The egg is widely used as a symbol of new life just as a chick might hatch from the egg. The Easter egg tradition may have celebrated the end of the privations of Lent in the West, though this is speculation.

Eggs were forbidden during Lent as well as other traditional fast days.

Eggs, like rabbits and hares, are fertility symbols of extreme antiquity; since birds lay eggs and rabbits and hares give birth (to large litters) in the early spring, these became symbols of the rising fertility of the earth at the Vernal Equinox.

Rabbits can conceive a second litter before giving birth to one currently being carried.

It is therefore not surprising that rabbits and hares should become fertility symbols, or that their springtime mating antics should enter into Easter folklore.

As for rabbits laying eggs, one possible explanation arises from the fact that hares use a hollow called a form rather than a burrow. Lapwing nest on the same sort of ground, and their nests look very similar to hare forms. So in the Spring, eggs would be found in what looked like hare forms, giving rise to the belief that the hare laid eggs in the spring.


The Easter season celebrations, like nearly all human events, have developed different aspects in other parts of the world.

One of the more unusual would appear to be in the country of Norway.

In addition to cross-country skiing in the mountains and painting eggs for decorating, a contemporary tradition is to solve murder mysteries at Easter. All the major television channels show crime and detective stories (such as Agatha Christie's Poirot), magazines print stories where the readers can try to figure out who did it, and many new books are published. Even the milk cartons change to have murder stories on their sides. Another tradition is Yahtzee games.

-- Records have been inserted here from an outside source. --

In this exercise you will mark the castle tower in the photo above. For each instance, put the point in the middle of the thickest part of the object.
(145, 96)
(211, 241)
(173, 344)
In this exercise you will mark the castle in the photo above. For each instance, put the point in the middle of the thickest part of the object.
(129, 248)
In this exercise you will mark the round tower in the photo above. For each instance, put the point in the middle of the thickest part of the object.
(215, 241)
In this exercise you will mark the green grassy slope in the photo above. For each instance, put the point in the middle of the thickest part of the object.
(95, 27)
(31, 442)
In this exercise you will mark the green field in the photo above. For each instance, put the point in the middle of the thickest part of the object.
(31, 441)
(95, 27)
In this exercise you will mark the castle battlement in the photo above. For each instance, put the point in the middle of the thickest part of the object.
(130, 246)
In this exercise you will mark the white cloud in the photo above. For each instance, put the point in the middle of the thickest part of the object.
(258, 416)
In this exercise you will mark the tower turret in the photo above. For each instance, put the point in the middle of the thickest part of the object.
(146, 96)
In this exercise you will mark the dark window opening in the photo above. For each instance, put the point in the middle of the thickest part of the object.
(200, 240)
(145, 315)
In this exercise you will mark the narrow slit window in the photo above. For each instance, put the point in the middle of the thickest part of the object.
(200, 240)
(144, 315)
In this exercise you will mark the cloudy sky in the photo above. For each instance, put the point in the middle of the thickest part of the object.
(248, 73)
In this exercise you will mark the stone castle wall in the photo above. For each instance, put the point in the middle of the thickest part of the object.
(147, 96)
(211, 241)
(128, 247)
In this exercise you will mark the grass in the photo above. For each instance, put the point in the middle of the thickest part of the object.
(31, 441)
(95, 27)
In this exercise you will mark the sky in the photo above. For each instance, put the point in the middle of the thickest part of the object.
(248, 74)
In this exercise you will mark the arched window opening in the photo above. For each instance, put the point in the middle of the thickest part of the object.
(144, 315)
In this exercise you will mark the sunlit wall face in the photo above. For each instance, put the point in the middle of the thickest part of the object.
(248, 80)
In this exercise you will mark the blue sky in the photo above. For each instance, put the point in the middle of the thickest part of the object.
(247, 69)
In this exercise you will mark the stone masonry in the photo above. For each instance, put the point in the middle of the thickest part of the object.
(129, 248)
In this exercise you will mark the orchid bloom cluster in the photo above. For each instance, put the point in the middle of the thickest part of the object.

In Finland, Sweden and Denmark, traditions include egg painting and small children dressed as witches collecting candy door-to-door, in exchange for decorated pussy willows. This is a result of the mixing of an old Orthodox tradition (blessing houses with willow branches) and the Scandinavian Easter witch tradition.

In the Czech Republic, Hungary and Slovakia, a tradition of spanking or whipping is carried out on Easter Monday.

In the morning, men throw water at women and spank them with a special handmade whip called pomlázka (in Czech) or korbác (in Slovak). The pomlázka/korbác consists of eight, twelve or even twenty-four withies (willow rods), is usually from half a metre to two metres long and decorated with colored ribbons at the end.

It must be mentioned that spanking normally is not painful or intended to cause suffering. A legend says that women should be spanked in order to keep their health and beauty during whole next year.

An additional purpose can be for men to exhibit their attraction to women; unvisited women can even feel offended. Traditionally, the spanked woman gives a colored egg and sometimes a small amount of money to the man as a sign of her thanks.

In some regions the women can get revenge in the afternoon or the following day when they can pour a bucket of cold water on any man.